Non seulement la ligue affronte la Major League Baseball, le Tennis et le Golf, mais aussi le Championnat du monde et un calendrier UFC chargé.
Stewart a remporté trois couronnes WNBA, trois médailles d’or olympiques et un quart des titres NCAA
Heureusement pour Stewart et la ligue, ils sont dans une meilleure position pour rivaliser sur un marché encombré maintenant qu’ils ont conclu un accord de droits médiatiques sur 11 ans d’une valeur d’au moins 281 millions de dollars par an, avec la possibilité de bonus supplémentaires. Désormais, au lieu de se battre pour gagner du temps sur ESPN et les chaînes locales, la WNBA s’étend à NBC, USA et Peacock, ainsi qu’à Amazon Prime Video.
“Je pense que la prochaine case à cocher est de s’assurer que nous le tuons réellement avec un accord médiatique, puisque nous avons été présents sur plusieurs plateformes de télévision nationale, mais aussi d’augmenter les audiences et la fréquentation, car l’accord télévisuel peut potentiellement s’améliorer encore pendant la période CBA, ce qui peut également rapporter encore plus d’argent”, a-t-elle ajouté.
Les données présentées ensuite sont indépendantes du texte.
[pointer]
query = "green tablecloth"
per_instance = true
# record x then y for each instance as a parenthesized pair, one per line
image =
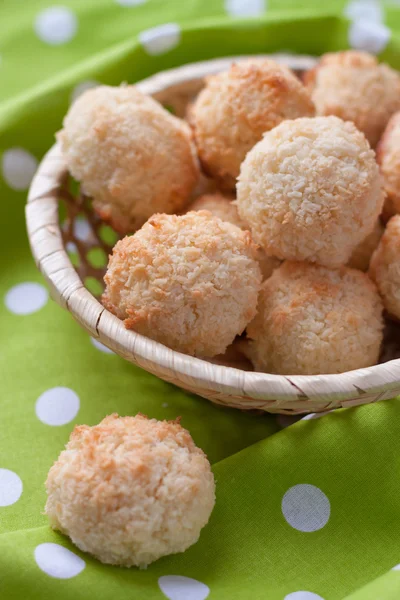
(306, 512)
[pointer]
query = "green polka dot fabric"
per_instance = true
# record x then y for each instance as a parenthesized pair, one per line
(305, 511)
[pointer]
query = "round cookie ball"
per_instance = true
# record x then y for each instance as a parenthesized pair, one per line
(385, 267)
(237, 106)
(388, 157)
(353, 86)
(311, 190)
(130, 490)
(313, 320)
(132, 156)
(190, 282)
(224, 208)
(361, 256)
(220, 206)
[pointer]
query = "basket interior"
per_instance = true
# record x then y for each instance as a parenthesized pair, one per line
(88, 241)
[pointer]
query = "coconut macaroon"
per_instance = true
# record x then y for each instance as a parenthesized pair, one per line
(388, 157)
(130, 490)
(353, 86)
(190, 282)
(224, 208)
(314, 320)
(311, 190)
(131, 155)
(237, 106)
(362, 255)
(385, 267)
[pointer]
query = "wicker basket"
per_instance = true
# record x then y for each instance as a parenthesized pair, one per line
(221, 384)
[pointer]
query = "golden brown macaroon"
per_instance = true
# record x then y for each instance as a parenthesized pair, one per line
(361, 256)
(190, 282)
(237, 106)
(224, 208)
(353, 86)
(130, 490)
(314, 320)
(131, 155)
(385, 267)
(311, 190)
(388, 157)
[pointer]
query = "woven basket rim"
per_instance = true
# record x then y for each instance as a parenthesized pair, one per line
(68, 290)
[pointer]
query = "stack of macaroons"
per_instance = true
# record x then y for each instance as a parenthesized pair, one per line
(283, 249)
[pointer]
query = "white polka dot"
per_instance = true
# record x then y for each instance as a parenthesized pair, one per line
(303, 596)
(368, 36)
(10, 487)
(368, 10)
(26, 298)
(287, 420)
(316, 415)
(57, 561)
(18, 167)
(56, 25)
(177, 587)
(245, 8)
(82, 229)
(82, 87)
(306, 507)
(57, 406)
(130, 2)
(161, 39)
(101, 346)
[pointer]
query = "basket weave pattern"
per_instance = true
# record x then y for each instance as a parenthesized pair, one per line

Quant à la pression de participer aux Championnats du monde, à l’US Open et à tout ce qui se passe à New York cet été, ce n’est pas nouveau pour Stewart, qui séduit les foules depuis sa première année à UConn.
“Je pense que de toute façon, on ressent de la pression quand on est à New York”, a-t-elle déclaré. “Je pense que c’est vraiment cool qu’il y ait autant d’événements en cours et j’espère pouvoir assister au plus grand nombre d’entre eux possible.”